STAMP HONORS ‘WORLD’S BEST LETTER-WRITER’
Elder former president Bush celebrated with ‘Forever’ commemorative postage
STATION — Several hundred letters a month marking military retirements. Approximately 149,700 congratulatory letters to Eagle Scouts. Roughly 43,500 letters for births, weddings, birthdays and anniversaries.
Such was the volume of mail that left George H.W. Bush’s office in Houston in the years after his presidency ended in January 1993. And that didn’t include countless letters sent to family, friends and others he met.
The late president’s prolific correspondence lent special meaning to a ceremony Wednesday dedicating the newly issued George H.W. Bush commemorative “forever” postage stamp. Hundreds gathered for the event at the Annenberg Presidential Conference Center, watching as a giant replica of the stamp was unveiled in sweeping fashion on stage.
“He was indeed the world’s best letter-writer,” former Chief of Staff Jean Becker told a 600-seat auditorium filled with volunteers, staff and admirers of the 41st U.S. president.
Bush, who died in November, seven months after his beloved wife, Barbara, chose the portrait on the stamp. It depicts him with a slight smile and bright eyes, based on a photograph taken
for Texas Monthly.
The photo was published in 1997 with a story about the dedication of his presidential library, where the attendees gathered Wednesday. Bush is buried behind the campus.
The ceremony fell on what would have been his 95th birthday. The stamp was a “most awesome birthday present,” his grandson Pierce Bush said. (Bush’s grandchildren plan to skydive Saturday in honor of the late president’s birthday tradition.)
“In my calculation, there is perhaps no President George H.W. Bush without the United States Postal Service,” the younger Bush said, “and so this tribute today is especially fitting.”

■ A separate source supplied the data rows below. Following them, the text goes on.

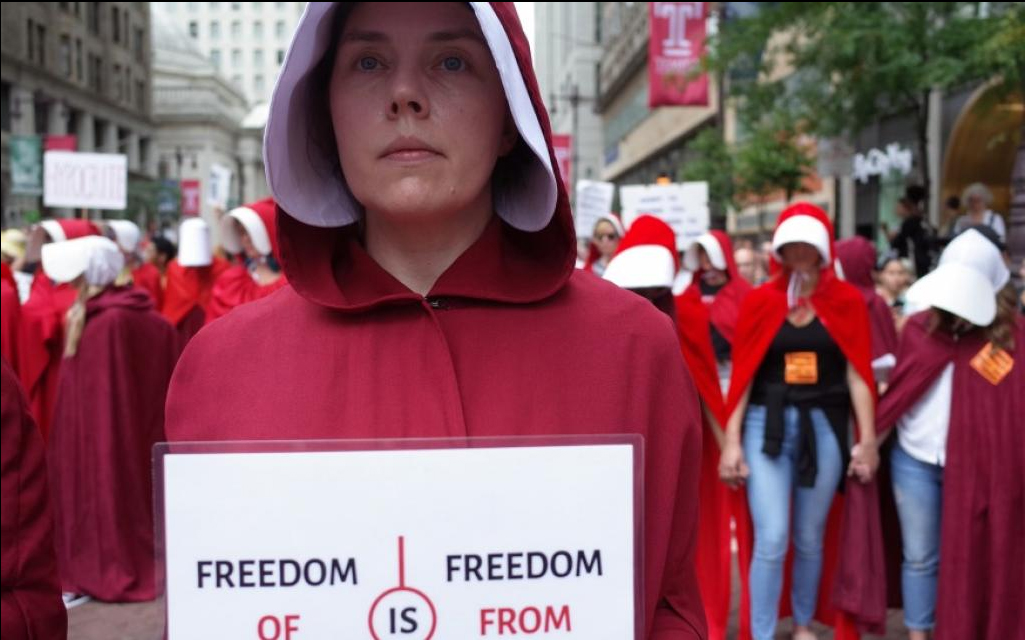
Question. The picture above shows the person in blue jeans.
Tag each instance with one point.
(791, 395)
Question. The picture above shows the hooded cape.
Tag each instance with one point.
(108, 417)
(510, 341)
(982, 523)
(852, 591)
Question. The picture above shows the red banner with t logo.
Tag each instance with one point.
(675, 44)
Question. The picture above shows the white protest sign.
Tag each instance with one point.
(415, 544)
(593, 200)
(85, 181)
(683, 206)
(220, 185)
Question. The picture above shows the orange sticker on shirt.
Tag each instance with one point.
(802, 367)
(992, 363)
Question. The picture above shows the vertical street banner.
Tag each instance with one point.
(675, 44)
(27, 165)
(190, 197)
(220, 186)
(564, 156)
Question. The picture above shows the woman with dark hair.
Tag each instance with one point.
(955, 402)
(428, 246)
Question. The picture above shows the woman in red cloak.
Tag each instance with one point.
(119, 355)
(802, 363)
(428, 246)
(251, 233)
(42, 320)
(955, 402)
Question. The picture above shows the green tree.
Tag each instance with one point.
(835, 67)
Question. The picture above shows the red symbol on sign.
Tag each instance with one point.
(403, 611)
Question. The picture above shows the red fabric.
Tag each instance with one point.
(147, 277)
(189, 289)
(42, 346)
(857, 256)
(725, 309)
(983, 524)
(852, 585)
(109, 415)
(30, 600)
(236, 287)
(515, 320)
(10, 316)
(713, 553)
(77, 228)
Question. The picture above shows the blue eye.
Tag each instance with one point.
(453, 64)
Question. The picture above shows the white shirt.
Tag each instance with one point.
(923, 431)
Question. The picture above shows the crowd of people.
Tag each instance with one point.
(416, 275)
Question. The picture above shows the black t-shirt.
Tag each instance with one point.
(719, 344)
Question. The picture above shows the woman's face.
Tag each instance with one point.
(248, 248)
(800, 256)
(894, 277)
(606, 238)
(418, 109)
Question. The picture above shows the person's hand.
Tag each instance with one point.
(864, 462)
(732, 468)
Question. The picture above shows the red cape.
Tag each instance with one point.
(852, 591)
(187, 295)
(857, 255)
(42, 345)
(147, 277)
(30, 601)
(10, 317)
(983, 523)
(713, 554)
(236, 287)
(725, 309)
(347, 352)
(108, 417)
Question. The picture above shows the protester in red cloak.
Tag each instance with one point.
(30, 602)
(956, 409)
(434, 289)
(802, 359)
(190, 280)
(119, 354)
(42, 320)
(857, 257)
(707, 313)
(10, 315)
(604, 243)
(250, 232)
(647, 263)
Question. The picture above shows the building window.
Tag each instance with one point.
(78, 59)
(66, 65)
(139, 44)
(92, 16)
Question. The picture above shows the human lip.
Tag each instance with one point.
(409, 149)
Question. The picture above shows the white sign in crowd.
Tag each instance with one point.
(417, 544)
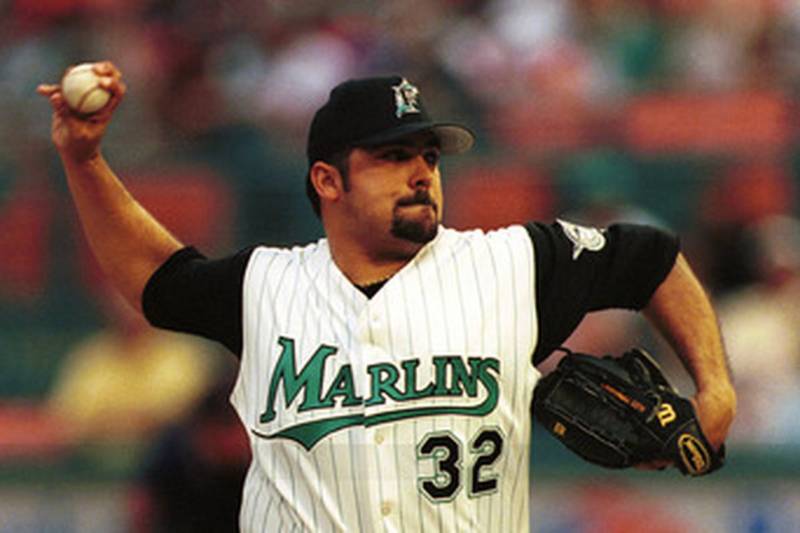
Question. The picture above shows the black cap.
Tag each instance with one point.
(373, 111)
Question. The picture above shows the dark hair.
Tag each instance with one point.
(341, 162)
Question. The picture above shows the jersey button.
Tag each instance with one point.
(386, 508)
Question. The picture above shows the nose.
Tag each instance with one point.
(423, 174)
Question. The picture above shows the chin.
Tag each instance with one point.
(416, 231)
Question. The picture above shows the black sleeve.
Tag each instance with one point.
(192, 294)
(619, 267)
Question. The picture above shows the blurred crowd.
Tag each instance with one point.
(680, 113)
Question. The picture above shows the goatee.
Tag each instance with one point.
(420, 230)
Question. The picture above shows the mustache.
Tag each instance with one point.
(420, 197)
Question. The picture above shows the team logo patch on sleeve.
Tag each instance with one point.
(582, 237)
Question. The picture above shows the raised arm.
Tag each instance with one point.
(681, 310)
(128, 242)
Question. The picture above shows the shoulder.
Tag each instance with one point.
(266, 261)
(511, 237)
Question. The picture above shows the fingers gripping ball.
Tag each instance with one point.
(82, 90)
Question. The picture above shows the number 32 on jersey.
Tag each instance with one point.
(454, 466)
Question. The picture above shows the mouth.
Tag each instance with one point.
(421, 199)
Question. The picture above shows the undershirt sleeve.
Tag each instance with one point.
(190, 293)
(573, 280)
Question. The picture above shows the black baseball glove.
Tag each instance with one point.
(618, 412)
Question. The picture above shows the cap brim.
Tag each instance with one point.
(453, 138)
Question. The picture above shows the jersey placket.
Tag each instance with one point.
(378, 456)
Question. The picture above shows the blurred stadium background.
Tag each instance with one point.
(680, 113)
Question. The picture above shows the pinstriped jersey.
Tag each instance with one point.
(407, 411)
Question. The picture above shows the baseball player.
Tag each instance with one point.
(387, 369)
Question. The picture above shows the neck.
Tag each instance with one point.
(363, 268)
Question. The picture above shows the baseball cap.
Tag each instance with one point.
(373, 111)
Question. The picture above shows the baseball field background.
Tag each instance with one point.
(678, 113)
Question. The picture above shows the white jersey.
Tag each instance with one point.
(407, 411)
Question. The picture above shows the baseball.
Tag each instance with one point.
(82, 91)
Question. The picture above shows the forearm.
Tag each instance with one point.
(682, 311)
(127, 241)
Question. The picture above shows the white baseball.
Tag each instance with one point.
(82, 91)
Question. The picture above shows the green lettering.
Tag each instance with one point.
(309, 380)
(342, 386)
(463, 380)
(383, 376)
(410, 371)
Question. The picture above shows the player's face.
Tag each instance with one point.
(398, 187)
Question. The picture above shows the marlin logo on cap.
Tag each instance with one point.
(405, 98)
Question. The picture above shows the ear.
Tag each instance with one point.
(327, 181)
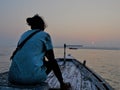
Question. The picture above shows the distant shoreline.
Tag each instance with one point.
(102, 48)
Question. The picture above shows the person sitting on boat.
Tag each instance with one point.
(28, 66)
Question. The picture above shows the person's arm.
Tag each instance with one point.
(54, 66)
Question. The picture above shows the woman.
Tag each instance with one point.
(28, 64)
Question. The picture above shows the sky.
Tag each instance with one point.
(86, 22)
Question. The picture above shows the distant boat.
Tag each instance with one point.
(73, 48)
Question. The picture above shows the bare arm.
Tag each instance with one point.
(54, 65)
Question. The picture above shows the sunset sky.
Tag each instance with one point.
(87, 22)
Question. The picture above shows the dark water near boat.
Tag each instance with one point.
(104, 62)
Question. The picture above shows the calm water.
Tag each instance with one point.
(105, 62)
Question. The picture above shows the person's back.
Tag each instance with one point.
(29, 60)
(28, 64)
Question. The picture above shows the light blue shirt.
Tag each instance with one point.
(27, 65)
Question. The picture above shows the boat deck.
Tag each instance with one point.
(72, 74)
(72, 71)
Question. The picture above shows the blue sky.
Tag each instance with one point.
(87, 22)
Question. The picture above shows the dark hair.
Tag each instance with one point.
(36, 22)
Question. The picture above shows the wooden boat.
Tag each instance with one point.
(79, 76)
(73, 71)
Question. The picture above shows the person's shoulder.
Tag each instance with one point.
(45, 33)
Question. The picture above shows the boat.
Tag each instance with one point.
(77, 73)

Sometimes criticized for difficulty with public speaking, Bush never struggled to express himself through letters, the younger Bush recalled. He developed an early respect for the craft, censoring outgoing correspondence in the military.
Reading those letters helped Bush learn about life, love and heartbreak, Pierce Bush said. He carried those insights for a lifetime, sharing pieces of himself, too. Later, his own letters were published as a memoir.
Bush might have felt wary of the attention lavished on him Wednesday morning, said Warren Finch, director of the presidential library and museum.
But it was attention well deserved for a man with a profound dedication to public service and a penchant for sending mail, speakers said.
In the audience was Linda Casey Poepsel, Bush’s director of correspondence in Houston, who remembered how special her job had been. She learned about writing from Bush, she said, and finds her own writing now sounds like his.
“He just had a beautiful way of expressing himself,” she said — along with an immense vocabulary.
Office volunteers sorted through all sorts of requests. Among the volunteers was 78year-old Lorelei Sullivan, also attending the ceremony.
Sullivan bought several stamped envelopes, officially marked with black ink that displayed the city and date, making it an official collectors item.
At a post office in Houston’s Tanglewood neighborhood, near where the Bushes lived, Douglas Waiter bought a sheet of Bush stamps Wednesday. He had seen that morning that they were now for sale.
The postal service receives around 30,000 recommendations for stamps each year, which a committee whittles down to around 30.
Every deceased president has been featured on a stamp, a tradition that dates to 1847, said Robert Duncan, chairman of the board of governors for the U.S. Postal Service.
“And it appropriately continues here today with President George Herbert Walker Bush,” Duncan said.
Blue-bordered cards were sent all over America by the president, the postal service’s “best-ever customer,” said longtime aide Chase Untermeyer.
The notes, which often contained just two or three heartfelt, handwritten lines, brought smiles and gratitude, Untermeyer said. Quite a few in the crowd had one.
Untermeyer instructed the crowd to give the strategy a try.
“Oh,” he said, “and don’t forget to put this handsome stamp on the envelope.”